Mack and Mabel Review

Just over 30 years ago Michael Ball made his debut on the Manchester Opera House stage in The Pirates of Penzance and now he’s back to tread the boards in the UK and Ireland tour of Mack and Mabel.

By Manchester's Finest | October 19th '15

Just over 30 years ago Michael Ball made his debut on the Manchester Opera House stage in The Pirates of Penzance and now he’s back to tread the boards in the UK and Ireland tour of Mack and Mabel. Mack-and-Mabel-3

The double Olivier Award winner, who has starred in Les Miserables, Phantom of the Opera, and more recently Hairspray, takes on the role of domineering silent movie director Mack Sennett, who accidentally discovers a new starlet of the screen in the guise of feisty Mabel Normand (Rebecca La Chance), a waitress from Brooklyn. Set in the 1920s the show follows the highs and lows of the pair as they develop a love hate relationship whilst Sennett tries everything to make his mark on the silver screen.

From the moment he steps onstage Ball proves he’s as mesmerising as ever, acting every word, working every move and effortlessly breaking into numbers like I Wanna Make The World Laugh and I Won’t Send Roses. With such a stalwart at the helm you know you are in safe hands with this production-although to be fair each and every one of the cast members are West End standard.

Mack-and-Mabel-1

Rebecca La Chance may be no stranger to the Broadway stage but the American actress makes her British stage debut here in the role of Mabel and she proves the perfect match for Ball. From ditzy bubblegum waitress to a leading musical star who is later ravaged by drink and drugs La Chance delivers a great balance of light and shade including a stunning rendition of Time Heals Everything.

A special mention must go to the supporting role of Anna Jane-Casey as Lottie who gives a fabulous performance of Tap Your Troubles Away and plays her role with gusto and sass.
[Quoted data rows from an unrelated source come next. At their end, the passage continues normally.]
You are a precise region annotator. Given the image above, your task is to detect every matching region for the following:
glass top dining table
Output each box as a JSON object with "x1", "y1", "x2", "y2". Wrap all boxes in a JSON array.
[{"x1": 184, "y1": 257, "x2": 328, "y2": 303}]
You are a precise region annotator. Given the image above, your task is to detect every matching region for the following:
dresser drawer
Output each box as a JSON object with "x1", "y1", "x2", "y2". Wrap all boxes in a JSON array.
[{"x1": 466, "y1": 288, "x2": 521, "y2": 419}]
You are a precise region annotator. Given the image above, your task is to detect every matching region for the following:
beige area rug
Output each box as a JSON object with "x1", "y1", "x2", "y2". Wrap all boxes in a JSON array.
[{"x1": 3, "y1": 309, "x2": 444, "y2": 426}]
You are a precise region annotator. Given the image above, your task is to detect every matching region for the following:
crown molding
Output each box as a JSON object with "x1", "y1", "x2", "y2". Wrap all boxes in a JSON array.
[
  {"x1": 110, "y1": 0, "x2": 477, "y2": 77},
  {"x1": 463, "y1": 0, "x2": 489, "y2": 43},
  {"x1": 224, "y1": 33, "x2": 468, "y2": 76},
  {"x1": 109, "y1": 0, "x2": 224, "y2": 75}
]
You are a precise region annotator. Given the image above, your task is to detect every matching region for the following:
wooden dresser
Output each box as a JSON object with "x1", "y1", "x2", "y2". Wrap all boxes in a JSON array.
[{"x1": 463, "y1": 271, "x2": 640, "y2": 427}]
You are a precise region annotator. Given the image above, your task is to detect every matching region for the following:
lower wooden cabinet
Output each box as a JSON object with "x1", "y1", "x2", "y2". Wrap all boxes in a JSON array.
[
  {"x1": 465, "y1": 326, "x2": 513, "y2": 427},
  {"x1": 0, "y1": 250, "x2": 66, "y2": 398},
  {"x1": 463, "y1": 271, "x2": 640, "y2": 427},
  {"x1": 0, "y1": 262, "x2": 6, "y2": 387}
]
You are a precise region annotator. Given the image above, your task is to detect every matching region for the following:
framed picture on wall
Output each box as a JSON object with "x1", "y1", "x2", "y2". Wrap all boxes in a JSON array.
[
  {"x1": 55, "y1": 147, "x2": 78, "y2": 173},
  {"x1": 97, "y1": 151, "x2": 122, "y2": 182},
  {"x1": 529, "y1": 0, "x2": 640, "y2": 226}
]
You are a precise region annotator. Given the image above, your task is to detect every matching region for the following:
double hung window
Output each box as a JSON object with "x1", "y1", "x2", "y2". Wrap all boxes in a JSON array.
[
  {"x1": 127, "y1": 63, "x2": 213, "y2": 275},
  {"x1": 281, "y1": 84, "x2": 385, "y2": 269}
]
Every one of Jeremy Herman’s toe tapping tunes can’t fail to entertain you and Stephen Mear’s choreography is both slick and stylised. Hats off too to Director Jonathan Church who has devised delightfully complex sequences which leave your eyes darting from one performer to another – especially true of the Keystone Cops parody which is full of slapstick and truncheon waving a plenty!

Mack-and-Mabel-2

Robert Jones clever set designs are evocative of the silver screen era and they merge seamlessly with John Driscoll’s video projections, both factors keeping you enthralled and marvelling at their effortless synchronicity.

Since Mack and Mabel opened in 1974 the musical has received mixed reviews and never quite hit the mark with theatre-goers worldwide, hence the many empty seats at the Opera House – but this production proves the show has every right to be back on top where it belongs.

If you want to be transported back 100 years to a time where black and white movies were king and the silent movie ruled then ‘spare a dime’ for Mack and Mabel whilst it’s in town you will not be disappointed.